Index: src/plugin/parse-html/src/java/org/apache/nutch/parse/html/HtmlParser.java
===================================================================
--- src/plugin/parse-html/src/java/org/apache/nutch/parse/html/HtmlParser.java (revision 1686242)
+++ src/plugin/parse-html/src/java/org/apache/nutch/parse/html/HtmlParser.java (working copy)
@@ -27,6 +27,7 @@
import java.net.URL;
import java.nio.ByteBuffer;
import java.nio.charset.Charset;
+import java.nio.charset.StandardCharsets;
import java.util.ArrayList;
import java.util.Arrays;
import java.util.Collection;
@@ -67,7 +68,8 @@
// I used 1000 bytes at first, but found that some documents have
// meta tag well past the first 1000 bytes.

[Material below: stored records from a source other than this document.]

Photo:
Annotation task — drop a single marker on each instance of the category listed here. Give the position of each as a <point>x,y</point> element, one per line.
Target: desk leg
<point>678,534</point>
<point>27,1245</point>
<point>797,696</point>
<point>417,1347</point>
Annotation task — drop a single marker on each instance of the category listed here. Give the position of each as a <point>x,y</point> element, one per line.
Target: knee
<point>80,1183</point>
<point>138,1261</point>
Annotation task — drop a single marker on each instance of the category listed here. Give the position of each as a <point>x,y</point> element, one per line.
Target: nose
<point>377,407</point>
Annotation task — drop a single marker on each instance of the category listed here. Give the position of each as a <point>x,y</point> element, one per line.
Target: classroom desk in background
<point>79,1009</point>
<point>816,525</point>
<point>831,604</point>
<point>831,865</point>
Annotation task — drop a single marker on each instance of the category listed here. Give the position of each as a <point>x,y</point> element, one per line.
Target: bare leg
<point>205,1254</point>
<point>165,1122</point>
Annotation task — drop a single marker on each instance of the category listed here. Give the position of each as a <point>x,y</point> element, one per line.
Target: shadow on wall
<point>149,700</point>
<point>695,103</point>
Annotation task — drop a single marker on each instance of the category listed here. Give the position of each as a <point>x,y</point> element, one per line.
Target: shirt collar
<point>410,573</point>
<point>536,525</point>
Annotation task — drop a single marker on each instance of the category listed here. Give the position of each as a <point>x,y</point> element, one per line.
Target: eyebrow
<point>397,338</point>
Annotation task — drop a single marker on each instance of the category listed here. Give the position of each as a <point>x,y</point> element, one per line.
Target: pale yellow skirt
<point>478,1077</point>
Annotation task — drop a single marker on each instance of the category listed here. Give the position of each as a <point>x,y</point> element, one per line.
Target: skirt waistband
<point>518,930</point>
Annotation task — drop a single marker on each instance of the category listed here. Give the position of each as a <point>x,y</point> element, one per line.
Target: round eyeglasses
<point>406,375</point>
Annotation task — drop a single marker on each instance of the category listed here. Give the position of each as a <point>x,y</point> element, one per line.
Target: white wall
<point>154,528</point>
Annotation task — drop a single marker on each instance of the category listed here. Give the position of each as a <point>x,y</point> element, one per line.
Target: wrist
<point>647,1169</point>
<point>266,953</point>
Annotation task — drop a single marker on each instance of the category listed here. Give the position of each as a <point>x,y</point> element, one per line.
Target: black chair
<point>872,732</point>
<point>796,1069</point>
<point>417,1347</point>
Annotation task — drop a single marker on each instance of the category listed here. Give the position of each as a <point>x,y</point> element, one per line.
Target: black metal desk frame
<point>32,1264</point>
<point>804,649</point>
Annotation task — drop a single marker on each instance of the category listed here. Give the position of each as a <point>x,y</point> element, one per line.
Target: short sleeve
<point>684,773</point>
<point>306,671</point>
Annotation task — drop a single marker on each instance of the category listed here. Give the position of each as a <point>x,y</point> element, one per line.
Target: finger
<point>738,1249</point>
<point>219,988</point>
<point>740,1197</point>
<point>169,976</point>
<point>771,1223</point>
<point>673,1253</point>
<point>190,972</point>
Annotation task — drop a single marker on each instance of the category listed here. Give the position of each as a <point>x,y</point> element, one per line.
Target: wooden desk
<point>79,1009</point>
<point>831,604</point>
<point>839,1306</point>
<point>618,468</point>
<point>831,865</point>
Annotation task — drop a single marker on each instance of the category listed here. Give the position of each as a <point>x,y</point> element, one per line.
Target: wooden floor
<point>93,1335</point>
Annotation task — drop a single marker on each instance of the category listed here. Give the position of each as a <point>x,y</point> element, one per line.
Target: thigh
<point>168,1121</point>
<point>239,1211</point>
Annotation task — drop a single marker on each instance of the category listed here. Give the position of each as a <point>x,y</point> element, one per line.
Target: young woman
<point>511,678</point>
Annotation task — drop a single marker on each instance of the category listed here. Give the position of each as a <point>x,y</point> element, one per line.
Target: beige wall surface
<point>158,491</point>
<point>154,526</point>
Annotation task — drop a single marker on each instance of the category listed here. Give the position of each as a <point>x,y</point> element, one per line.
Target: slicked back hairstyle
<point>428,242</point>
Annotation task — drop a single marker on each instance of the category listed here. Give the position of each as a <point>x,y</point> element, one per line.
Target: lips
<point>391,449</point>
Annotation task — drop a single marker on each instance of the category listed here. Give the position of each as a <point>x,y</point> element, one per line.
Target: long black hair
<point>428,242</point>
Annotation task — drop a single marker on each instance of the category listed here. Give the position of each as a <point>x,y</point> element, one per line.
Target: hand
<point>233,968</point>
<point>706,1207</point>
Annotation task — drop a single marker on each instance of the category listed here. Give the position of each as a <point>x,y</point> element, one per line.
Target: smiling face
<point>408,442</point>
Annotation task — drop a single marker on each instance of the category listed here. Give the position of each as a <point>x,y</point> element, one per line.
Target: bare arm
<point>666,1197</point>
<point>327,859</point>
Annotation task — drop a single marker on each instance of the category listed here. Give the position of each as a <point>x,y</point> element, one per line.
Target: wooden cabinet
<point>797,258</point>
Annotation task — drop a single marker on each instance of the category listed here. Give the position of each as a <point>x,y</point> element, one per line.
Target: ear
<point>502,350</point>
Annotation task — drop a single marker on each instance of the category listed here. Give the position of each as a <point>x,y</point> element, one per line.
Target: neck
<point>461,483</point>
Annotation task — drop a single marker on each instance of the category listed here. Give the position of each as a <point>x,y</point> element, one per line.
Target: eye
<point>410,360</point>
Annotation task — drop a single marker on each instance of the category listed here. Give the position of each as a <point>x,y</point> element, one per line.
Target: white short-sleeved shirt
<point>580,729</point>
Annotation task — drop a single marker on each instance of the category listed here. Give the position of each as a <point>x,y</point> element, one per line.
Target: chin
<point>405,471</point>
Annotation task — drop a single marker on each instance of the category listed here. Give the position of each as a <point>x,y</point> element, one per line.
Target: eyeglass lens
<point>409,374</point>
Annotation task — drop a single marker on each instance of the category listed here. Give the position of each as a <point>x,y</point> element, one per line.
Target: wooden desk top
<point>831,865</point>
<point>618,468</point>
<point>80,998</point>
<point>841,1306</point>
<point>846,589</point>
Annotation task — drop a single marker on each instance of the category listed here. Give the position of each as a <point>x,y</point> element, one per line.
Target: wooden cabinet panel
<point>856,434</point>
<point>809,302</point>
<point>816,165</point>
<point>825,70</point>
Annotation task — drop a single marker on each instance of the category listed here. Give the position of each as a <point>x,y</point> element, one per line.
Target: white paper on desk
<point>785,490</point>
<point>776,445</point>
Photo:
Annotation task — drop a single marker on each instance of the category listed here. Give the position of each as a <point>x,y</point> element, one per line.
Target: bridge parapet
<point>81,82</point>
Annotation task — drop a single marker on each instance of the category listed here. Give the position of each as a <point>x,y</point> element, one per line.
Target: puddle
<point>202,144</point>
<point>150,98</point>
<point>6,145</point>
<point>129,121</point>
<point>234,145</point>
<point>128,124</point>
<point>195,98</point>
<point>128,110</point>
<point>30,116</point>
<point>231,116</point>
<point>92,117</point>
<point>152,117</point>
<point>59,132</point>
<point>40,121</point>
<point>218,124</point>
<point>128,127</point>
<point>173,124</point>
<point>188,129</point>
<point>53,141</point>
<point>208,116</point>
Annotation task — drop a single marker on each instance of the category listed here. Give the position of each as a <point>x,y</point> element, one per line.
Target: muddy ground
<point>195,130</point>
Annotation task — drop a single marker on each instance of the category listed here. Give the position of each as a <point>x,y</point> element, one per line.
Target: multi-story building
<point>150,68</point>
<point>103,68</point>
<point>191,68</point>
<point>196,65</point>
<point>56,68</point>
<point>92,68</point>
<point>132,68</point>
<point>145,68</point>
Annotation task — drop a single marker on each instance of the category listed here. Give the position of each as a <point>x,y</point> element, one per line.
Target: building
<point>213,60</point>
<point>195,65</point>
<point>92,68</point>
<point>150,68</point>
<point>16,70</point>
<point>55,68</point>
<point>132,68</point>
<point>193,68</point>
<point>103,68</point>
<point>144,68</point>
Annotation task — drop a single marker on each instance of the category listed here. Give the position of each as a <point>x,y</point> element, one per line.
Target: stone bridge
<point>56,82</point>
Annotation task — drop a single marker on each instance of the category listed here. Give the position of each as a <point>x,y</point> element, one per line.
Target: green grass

// (e.g. http://cn.promo.yahoo.com/customcare/music.html)
- private static final int CHUNK_SIZE = 2000;
+ // NUTCH-2042 (cf. TIKA-357): increased to 8 kB
+ private static final int CHUNK_SIZE = 8192;
// NUTCH-1006 Meta equiv with single quotes not accepted
private static Pattern metaPattern = Pattern.compile(
@@ -111,14 +113,8 @@
// to just inflate each byte to a 16-bit value by padding.
// For instance, the sequence {0x41, 0x82, 0xb7} will be turned into
// {U+0041, U+0082, U+00B7}.
- String str = "";
- try {
- str = new String(content.array(), content.arrayOffset()
- + content.position(), length, Charset.forName("ASCII").toString());
- } catch (UnsupportedEncodingException e) {
- // code should never come here, but just in case...
- return null;
- }
+ String str = new String(content.array(), content.arrayOffset()
+ + content.position(), length, StandardCharsets.US_ASCII);
Matcher metaMatcher = metaPattern.matcher(str);
String encoding = null;